In August, Nashville will elect a new mayor. Officially, he or she will be responsible for how much money the city allots to Metropolitan Nashville Public Schools. Unofficially, the city’s new leader will have a platform from which to direct the schools and community, possibly in an entirely different direction than the course taken by Dean, who focused primarily on expanding Nashville’s charter school sector.

“The mayor has a bully pulpit from which to talk about education,” said Pearl Sims, who worked in the mayor’s office in the 1990s, when Phil Bredesen was mayor, and is now a professor at Lipscomb University’s civic leadership institute. “He or she can have really the power to build strong relations with the community and community providers.”

Through words alone, the mayor can reframe the educational conversation in the state’s second largest school system. During the 1950s, Mayor Ben West advocated for the end of de jure desegregation in Nashville’s schools. Most recently, Dean has been a strong proponent of charter schools and of Teach for America, which places elite college graduates in teaching positions in low-income neighborhoods.

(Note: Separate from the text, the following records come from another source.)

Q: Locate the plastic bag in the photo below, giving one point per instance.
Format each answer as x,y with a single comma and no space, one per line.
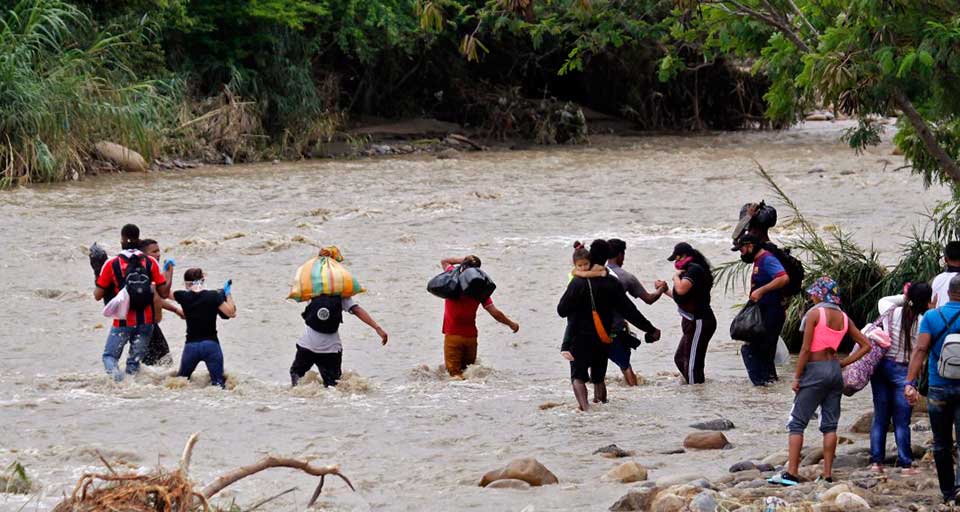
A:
476,283
783,353
119,306
446,285
323,275
748,326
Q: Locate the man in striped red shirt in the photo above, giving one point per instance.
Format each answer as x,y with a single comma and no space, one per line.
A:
137,328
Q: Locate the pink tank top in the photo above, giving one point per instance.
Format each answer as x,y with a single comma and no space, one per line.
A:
824,337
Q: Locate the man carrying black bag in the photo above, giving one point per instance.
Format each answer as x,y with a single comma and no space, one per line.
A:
767,279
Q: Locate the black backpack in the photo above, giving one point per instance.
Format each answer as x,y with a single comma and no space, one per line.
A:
791,265
137,280
324,313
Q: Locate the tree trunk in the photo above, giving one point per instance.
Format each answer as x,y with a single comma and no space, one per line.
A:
947,165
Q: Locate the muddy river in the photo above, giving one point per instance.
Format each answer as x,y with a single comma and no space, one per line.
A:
410,439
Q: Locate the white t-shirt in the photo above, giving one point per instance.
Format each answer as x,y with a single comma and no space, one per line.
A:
321,342
940,285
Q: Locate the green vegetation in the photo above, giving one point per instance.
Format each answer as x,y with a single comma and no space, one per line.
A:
248,79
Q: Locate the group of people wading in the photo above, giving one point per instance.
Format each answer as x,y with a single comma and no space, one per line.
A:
599,314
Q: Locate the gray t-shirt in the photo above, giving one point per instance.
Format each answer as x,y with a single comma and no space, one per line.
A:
321,342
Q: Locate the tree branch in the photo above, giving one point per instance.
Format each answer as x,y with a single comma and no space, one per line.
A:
230,477
947,165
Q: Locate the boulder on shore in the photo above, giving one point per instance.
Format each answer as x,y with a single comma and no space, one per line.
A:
124,158
706,441
529,470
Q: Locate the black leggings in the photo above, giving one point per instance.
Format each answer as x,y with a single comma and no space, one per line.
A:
692,352
328,364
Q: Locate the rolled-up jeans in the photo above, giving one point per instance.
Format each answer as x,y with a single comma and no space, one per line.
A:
138,336
943,406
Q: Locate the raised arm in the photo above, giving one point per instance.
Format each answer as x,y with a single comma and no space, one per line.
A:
863,343
502,318
365,317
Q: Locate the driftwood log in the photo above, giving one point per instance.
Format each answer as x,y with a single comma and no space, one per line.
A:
164,491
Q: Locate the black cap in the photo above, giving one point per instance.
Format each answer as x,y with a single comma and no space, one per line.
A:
681,248
744,239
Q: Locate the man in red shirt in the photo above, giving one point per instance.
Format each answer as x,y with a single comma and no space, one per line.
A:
138,325
460,323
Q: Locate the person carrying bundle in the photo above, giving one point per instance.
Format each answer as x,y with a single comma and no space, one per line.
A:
460,321
320,344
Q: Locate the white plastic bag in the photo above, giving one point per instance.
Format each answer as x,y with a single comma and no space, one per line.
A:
118,306
783,354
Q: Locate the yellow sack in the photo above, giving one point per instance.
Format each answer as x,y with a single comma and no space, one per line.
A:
324,275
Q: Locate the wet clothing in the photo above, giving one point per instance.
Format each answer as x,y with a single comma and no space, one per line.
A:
138,336
201,310
328,363
322,342
208,352
158,351
758,356
109,280
459,352
585,343
889,403
821,385
691,354
698,323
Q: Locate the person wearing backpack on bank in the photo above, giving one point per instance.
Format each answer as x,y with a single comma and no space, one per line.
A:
938,342
140,275
320,344
768,278
200,309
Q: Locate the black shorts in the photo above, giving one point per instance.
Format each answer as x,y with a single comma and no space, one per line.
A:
329,365
589,365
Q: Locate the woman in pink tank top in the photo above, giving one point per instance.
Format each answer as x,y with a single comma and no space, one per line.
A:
819,381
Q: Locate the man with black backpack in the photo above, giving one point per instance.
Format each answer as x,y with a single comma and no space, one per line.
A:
320,344
938,343
140,275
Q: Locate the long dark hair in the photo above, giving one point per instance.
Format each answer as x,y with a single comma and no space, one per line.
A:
701,260
917,303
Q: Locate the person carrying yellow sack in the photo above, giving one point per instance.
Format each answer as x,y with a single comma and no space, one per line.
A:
329,288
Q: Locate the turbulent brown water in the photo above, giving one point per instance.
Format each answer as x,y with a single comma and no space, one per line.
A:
409,438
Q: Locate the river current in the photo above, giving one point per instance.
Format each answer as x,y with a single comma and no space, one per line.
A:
409,438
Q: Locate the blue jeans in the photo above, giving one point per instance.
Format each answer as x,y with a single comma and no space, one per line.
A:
943,406
207,351
138,336
889,403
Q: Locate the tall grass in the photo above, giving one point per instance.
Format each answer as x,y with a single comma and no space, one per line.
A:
64,87
862,278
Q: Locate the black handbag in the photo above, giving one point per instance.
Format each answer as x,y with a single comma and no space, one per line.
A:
748,326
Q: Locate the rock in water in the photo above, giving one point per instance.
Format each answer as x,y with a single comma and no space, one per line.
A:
639,499
847,501
626,473
720,424
509,483
863,424
124,158
528,470
706,441
612,451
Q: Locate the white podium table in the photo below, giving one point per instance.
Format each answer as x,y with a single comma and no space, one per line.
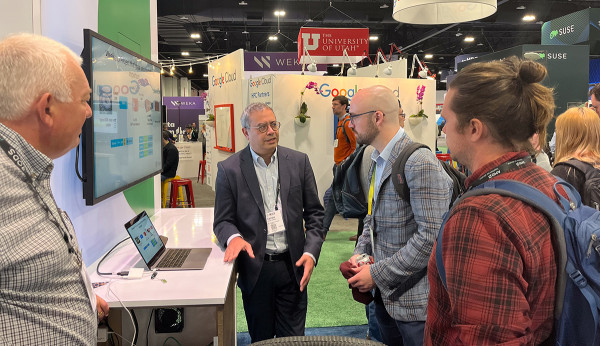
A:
207,296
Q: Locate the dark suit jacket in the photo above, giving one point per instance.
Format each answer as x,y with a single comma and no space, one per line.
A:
239,209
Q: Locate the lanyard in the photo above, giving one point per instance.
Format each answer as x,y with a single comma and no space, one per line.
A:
16,158
277,193
509,166
371,190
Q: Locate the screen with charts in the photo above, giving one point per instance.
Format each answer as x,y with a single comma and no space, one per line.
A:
145,237
122,141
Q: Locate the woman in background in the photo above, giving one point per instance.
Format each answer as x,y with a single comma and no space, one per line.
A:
577,143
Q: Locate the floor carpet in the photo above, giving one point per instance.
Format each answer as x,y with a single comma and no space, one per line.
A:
330,302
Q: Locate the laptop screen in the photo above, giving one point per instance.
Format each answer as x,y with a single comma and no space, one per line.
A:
145,236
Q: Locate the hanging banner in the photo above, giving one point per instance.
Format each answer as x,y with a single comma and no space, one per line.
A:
274,61
327,45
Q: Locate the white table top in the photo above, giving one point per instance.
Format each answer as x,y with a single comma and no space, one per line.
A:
185,228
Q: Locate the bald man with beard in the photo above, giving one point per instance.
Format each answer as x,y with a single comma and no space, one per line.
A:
403,232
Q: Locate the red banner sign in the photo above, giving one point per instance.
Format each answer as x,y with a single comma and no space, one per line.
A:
327,45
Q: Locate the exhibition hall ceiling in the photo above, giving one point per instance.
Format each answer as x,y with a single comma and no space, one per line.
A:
227,25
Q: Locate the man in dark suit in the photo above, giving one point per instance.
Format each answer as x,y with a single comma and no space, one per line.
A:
170,157
263,193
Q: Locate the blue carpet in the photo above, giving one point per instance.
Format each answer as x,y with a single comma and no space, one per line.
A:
351,331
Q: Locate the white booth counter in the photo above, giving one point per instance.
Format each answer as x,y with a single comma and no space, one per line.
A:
190,154
207,296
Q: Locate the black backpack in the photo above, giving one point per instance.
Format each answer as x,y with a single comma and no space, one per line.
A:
348,196
398,177
591,188
346,189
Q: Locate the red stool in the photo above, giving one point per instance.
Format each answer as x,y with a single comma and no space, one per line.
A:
201,170
184,183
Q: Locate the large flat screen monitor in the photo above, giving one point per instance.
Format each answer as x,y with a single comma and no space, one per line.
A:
121,143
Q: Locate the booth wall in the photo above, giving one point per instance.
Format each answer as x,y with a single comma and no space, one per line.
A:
24,16
282,92
98,227
225,87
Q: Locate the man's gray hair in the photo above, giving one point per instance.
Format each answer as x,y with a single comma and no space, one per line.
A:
253,107
31,65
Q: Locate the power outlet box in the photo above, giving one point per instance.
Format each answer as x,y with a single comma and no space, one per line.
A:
102,334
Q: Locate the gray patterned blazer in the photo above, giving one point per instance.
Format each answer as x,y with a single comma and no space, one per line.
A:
405,233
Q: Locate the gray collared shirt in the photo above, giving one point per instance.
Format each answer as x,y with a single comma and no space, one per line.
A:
43,298
268,180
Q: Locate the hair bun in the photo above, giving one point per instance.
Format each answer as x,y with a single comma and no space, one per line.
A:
532,72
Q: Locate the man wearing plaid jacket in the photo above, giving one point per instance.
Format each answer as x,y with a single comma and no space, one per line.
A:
398,234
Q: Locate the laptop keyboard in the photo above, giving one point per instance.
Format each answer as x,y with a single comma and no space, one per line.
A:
174,258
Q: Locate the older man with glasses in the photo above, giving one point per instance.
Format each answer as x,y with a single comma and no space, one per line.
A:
264,194
398,234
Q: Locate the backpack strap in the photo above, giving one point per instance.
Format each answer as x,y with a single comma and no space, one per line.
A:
398,176
586,168
539,200
343,126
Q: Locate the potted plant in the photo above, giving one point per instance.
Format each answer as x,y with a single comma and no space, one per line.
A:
302,119
420,115
210,120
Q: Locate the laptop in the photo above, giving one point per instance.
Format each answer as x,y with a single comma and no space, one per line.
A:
153,250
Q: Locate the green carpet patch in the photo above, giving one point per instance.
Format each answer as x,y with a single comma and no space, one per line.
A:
330,302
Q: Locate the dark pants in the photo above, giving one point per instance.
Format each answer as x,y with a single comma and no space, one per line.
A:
275,307
394,332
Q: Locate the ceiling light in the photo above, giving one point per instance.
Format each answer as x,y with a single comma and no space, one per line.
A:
352,70
428,11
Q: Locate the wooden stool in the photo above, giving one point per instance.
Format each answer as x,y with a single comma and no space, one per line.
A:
176,185
201,170
164,188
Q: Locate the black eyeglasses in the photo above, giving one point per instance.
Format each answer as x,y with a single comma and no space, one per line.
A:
262,128
354,116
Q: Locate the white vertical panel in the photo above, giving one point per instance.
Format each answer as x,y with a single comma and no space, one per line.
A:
64,21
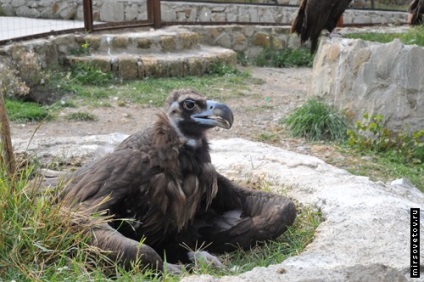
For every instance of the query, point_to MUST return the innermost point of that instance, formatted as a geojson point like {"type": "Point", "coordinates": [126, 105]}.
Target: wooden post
{"type": "Point", "coordinates": [87, 6]}
{"type": "Point", "coordinates": [156, 14]}
{"type": "Point", "coordinates": [340, 22]}
{"type": "Point", "coordinates": [7, 157]}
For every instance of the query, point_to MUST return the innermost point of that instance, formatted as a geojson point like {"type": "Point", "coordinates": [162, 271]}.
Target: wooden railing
{"type": "Point", "coordinates": [153, 17]}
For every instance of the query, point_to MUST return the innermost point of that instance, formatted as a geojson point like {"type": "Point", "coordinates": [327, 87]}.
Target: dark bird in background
{"type": "Point", "coordinates": [160, 187]}
{"type": "Point", "coordinates": [415, 10]}
{"type": "Point", "coordinates": [316, 15]}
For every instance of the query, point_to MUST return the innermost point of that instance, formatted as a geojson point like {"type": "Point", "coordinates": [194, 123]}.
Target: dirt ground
{"type": "Point", "coordinates": [256, 114]}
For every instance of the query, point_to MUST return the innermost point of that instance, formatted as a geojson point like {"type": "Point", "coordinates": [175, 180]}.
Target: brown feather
{"type": "Point", "coordinates": [316, 15]}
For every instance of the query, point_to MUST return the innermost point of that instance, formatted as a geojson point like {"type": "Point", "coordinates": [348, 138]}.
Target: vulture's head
{"type": "Point", "coordinates": [193, 114]}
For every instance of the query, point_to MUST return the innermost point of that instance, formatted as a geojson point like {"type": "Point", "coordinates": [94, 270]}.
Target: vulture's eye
{"type": "Point", "coordinates": [189, 105]}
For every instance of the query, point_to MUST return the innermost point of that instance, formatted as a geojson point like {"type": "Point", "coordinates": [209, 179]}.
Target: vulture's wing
{"type": "Point", "coordinates": [113, 176]}
{"type": "Point", "coordinates": [240, 217]}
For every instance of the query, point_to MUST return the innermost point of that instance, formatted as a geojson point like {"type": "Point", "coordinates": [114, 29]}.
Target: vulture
{"type": "Point", "coordinates": [316, 15]}
{"type": "Point", "coordinates": [415, 11]}
{"type": "Point", "coordinates": [163, 197]}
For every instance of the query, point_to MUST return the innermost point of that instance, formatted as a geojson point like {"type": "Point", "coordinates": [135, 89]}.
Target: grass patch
{"type": "Point", "coordinates": [270, 57]}
{"type": "Point", "coordinates": [413, 36]}
{"type": "Point", "coordinates": [20, 111]}
{"type": "Point", "coordinates": [315, 121]}
{"type": "Point", "coordinates": [37, 240]}
{"type": "Point", "coordinates": [89, 74]}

One means of starting conversations is by creating task forces. Wendy Tucker, Dean’s education advisor and a member of the State Board of Education, believes the outgoing mayor’s crowning educational achievement is not his work with charter schools, but a set of recommendations around special education that came out of a task force he convened. The recommendations were implemented later by the school system.

"The mayor has a bully pulpit from which to talk about education."

Pearl Sims, Lipscomb University civic leadership institute

Metro Nashville Schools used to have almost exclusively self-contained special education classes, meaning that, despite research suggesting that the practice isn’t ideal, most special education students were cloistered in separate classes from their peers. Based on recommendations from the task force, the district moved to integrate special education students into mainstream classrooms.

“Because of the work of the task force and his leadership, the district basically got rid of the vast majority of those classes,” said Tucker, who is also the parent of a special education student. “That made a huge difference in the lives of students.”

Historically, Nashville mayors also have had an indirect impact on how much money the district gets from the state. Bill Purcell, Dean’s predecessor, often testified to the Tennessee legislature about the need for more school funding. During his tenure, the legislature passed BEP 2.0, a revised state funding formula that put significantly more money in district coffers.

Since then, the state again has fallen behind on funding. Nashville’s school board has ruled out a lawsuit against the state, but board members wouldn’t mind the next mayor going directly to lawmakers to plead the case for more funds.

“The mayor could beat that drum loudly,” says Will Pinkston, a board member who also advised Bredesen on educational issues during his subsequent governorship.

Mayor Karl Dean (Nashville.gov)

Mayors’ words can be especially potent when paired with money. As mayor, Bredesen had his hand in every Nashville classroom when he raised money for the “core curriculum,” which has no relation to the Common Core standards and focuses on specific academic skills designed to avoid gaps in basic knowledge. That curriculum was gutted after Bredesen left office, however.

Dean’s major education initiatives — starting a charter school incubator that has brought seven charters to Nashville and establishing a relationship with Teach for America, which has about 200 corps members in 70 Nashville schools and 480 alumni in the area — will far outlast his tenure.

The new mayor also will be paired with a new school superintendent, which the district expects to name later this month. How the mayor navigates that relationship will impact school system policy.

Jesse Register, who was Nashville’s superintendent until his retirement from the job in June, sat down with Dean at least once a month to talk about the state of the city’s schools. Register said the two often had different views on education policy — they notoriously clashed on charter school expansion — but that the conversations were fruitful.

“He and I haven’t agreed on everything, but that’s OK,” Register said, crediting their conversations with leading to the expansion of pre-kindergarten programs in Nashville. “The support we’ve had from Metro Council is amazing. We went through tough economic times and (Dean) kept education as a top  priority.

Though it’s unlikely the next mayor will handpick school board members, Dean’s successor might be more involved in working with the district’s board of education.

Pinkston said he hopes to see more collaboration among the next mayor, the school board and the city council.

“The more we three can plan together, the more we can make the school system a better place,” Pinkston said.